Les Etats-Unis reprennent pied en Libye. L’Administration de Joe Biden a lancé une offensive diplomatique visant à rattraper son retard dans ce pays du nord de l’Afrique, déchiré par une guerre civile depuis 2011, et à faire face aux acteurs internationaux qui y disposent jusqu’ici de présence militaire, notamment la Russie dont les mercenaires du groupe de sécurité privé Wagner y sont déployés depuis 2018.
Une série d’actions prouve ce retour progressif.
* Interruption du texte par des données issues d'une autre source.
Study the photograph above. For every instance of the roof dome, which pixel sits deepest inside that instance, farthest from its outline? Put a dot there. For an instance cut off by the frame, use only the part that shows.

Le 28 septembre, le Comité militaire conjoint libyen 5 + 5 a tenu une réunion dans la capitale Tripoli en présence, pour la première fois, de deux responsables américains, le général Stephen Townsend, chef du Commandement en Afrique, et Richard Norland, envoyé spécial américain en Libye. La réunion était aussi l’occasion de la première rencontre publique entre des responsables américains et des représentants de l’Armée Nationale Libyenne (ANL), dirigée par Khalifa Haftar, qui contrôle l’Est libyen, ainsi que des parties du sud du pays.
Le même jour, la Chambre américaine des représentants a adopté un projet de loi de « stabilisation de la Libye » qui prévoit des sanctions contre les acteurs étrangers soutenant des factions rivales en Libye. La loi cherche à dissuader les ingérences étrangères en imposant des sanctions à ceux qui déploient des mercenaires, violent l’embargo de l’Onu sur les armes et commettent des violations des droits de l’homme en Libye. Il s’agit surtout, pour les Etats-Unis, de la Russie et de la Turquie qui soutiennent militairement les deux camps libyens opposés – respectivement la Chambre des députés basée à Tobrouk (est), soutenue par l’ANL, et le gouvernement intérimaire d’unité nationale à Tripoli (ouest) –, risquant ainsi de faire dérailler le fragile processus de transition en cours. Il n’est pas fortuit à cet égard que le vote de la Chambre basse du Congrès est intervenu une semaine après que le parlement libyen eut voté une motion de censure contre le gouvernement du premier ministre par intérim, Abdelhamid Dbeibah, mettant en péril les prochaines élections générales prévues le 24 décembre.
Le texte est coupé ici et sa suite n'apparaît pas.